Compared to the band’s previous catalog, the film’s music takes yet another artistic leap—this time, to more ethereal and opera-inspired territory. Sure, there’s the power-pop meta-rock opener “So May We Start,” which, with its jaunty piano and intricate, theatrical harmonies feels like vintage Sparks. But the true highlights come from the atmospheric strings and arias, which sound hair-raising and tragic, marking another high point in their already theatrical oeuvre. As you may have heard from your Twitter feed about the film, there’s even a musical number where Henry is performing oral sex on Ann, proof that even in their 50th year as a band Sparks’ isn’t afraid to shock. 

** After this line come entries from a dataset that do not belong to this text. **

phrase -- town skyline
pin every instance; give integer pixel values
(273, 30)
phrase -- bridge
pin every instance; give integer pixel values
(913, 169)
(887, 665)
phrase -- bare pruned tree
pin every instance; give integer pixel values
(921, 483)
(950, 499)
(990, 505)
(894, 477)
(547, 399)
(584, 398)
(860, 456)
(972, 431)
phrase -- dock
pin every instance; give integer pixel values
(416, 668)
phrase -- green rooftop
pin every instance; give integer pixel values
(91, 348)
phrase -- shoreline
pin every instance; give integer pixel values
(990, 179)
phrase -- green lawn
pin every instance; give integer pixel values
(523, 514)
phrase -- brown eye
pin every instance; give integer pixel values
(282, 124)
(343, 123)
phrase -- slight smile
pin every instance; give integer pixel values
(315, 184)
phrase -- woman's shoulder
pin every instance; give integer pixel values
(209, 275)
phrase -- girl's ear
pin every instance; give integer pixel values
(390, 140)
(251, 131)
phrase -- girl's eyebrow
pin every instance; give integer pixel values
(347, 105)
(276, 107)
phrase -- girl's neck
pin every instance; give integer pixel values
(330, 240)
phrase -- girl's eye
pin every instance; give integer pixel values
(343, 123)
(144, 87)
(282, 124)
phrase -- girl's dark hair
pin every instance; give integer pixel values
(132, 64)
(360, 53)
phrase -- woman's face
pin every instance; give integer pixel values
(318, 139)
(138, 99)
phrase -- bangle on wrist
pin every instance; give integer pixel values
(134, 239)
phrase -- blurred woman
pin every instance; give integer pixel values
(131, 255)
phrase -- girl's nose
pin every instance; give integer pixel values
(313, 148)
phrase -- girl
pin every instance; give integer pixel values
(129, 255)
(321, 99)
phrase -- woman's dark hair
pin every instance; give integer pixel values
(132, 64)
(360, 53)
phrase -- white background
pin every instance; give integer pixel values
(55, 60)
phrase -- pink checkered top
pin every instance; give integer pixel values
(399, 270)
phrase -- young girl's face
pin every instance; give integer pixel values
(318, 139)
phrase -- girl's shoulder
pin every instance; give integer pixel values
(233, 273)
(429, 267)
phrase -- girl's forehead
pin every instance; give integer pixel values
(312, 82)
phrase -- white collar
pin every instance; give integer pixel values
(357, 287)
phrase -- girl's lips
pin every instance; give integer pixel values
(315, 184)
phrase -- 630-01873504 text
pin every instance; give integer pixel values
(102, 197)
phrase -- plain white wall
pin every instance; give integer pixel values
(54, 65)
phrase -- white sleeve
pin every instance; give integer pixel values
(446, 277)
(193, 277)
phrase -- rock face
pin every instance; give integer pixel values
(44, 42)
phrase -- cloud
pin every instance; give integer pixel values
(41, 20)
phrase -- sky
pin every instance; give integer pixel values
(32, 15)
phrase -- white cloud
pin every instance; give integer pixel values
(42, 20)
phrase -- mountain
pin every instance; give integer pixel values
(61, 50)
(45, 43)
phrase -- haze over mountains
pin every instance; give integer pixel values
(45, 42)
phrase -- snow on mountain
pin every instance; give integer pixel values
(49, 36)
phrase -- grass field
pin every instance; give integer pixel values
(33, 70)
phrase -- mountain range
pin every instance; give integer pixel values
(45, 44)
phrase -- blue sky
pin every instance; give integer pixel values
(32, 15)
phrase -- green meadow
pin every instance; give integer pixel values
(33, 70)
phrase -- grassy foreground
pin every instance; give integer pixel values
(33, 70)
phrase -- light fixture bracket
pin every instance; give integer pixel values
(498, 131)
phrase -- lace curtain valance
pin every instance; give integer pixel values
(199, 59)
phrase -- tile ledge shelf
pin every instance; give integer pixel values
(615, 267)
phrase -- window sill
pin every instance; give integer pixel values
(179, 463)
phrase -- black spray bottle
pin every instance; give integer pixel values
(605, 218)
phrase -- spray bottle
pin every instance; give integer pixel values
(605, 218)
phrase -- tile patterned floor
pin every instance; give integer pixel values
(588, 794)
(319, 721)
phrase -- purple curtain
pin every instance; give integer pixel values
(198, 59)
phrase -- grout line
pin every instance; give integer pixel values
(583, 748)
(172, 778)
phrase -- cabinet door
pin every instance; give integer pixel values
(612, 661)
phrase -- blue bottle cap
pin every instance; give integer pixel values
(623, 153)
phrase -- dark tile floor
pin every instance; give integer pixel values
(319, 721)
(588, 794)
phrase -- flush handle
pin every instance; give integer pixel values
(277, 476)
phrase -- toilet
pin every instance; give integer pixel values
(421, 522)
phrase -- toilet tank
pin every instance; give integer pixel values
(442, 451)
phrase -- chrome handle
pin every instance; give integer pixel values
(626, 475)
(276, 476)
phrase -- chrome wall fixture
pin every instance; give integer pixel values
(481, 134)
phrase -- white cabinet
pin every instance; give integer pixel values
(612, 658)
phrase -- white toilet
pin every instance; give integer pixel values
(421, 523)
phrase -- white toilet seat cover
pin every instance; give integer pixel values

These two films couldn’t be more different, but they encapsulate the vast and symbiotic genius of the Mael brothers, whose career has endured for their wit, adventurousness, and ability to take huge risks. Just as Carax’s eccentricity fits perfectly with the band’s own musical and visual weirdness, Sparks’ humor is also exceptionally matched in Wright’s enthusiastically clever directorial style. In an interview with Variety, Wright explained how much fun it was to finally dive into their music. “I get asked a lot, ‘What Sparks album should I start with?’” he said. “And the truth is that there’s no one album that defines the whole story. So that’s a testament to Ron and Russell—it isn’t like you can get the entire measure of Sparks from just one album.” There’s no perfect guide to Sparks, but for a band whose entire career is several dozen artistic left turns, you can’t go wrong.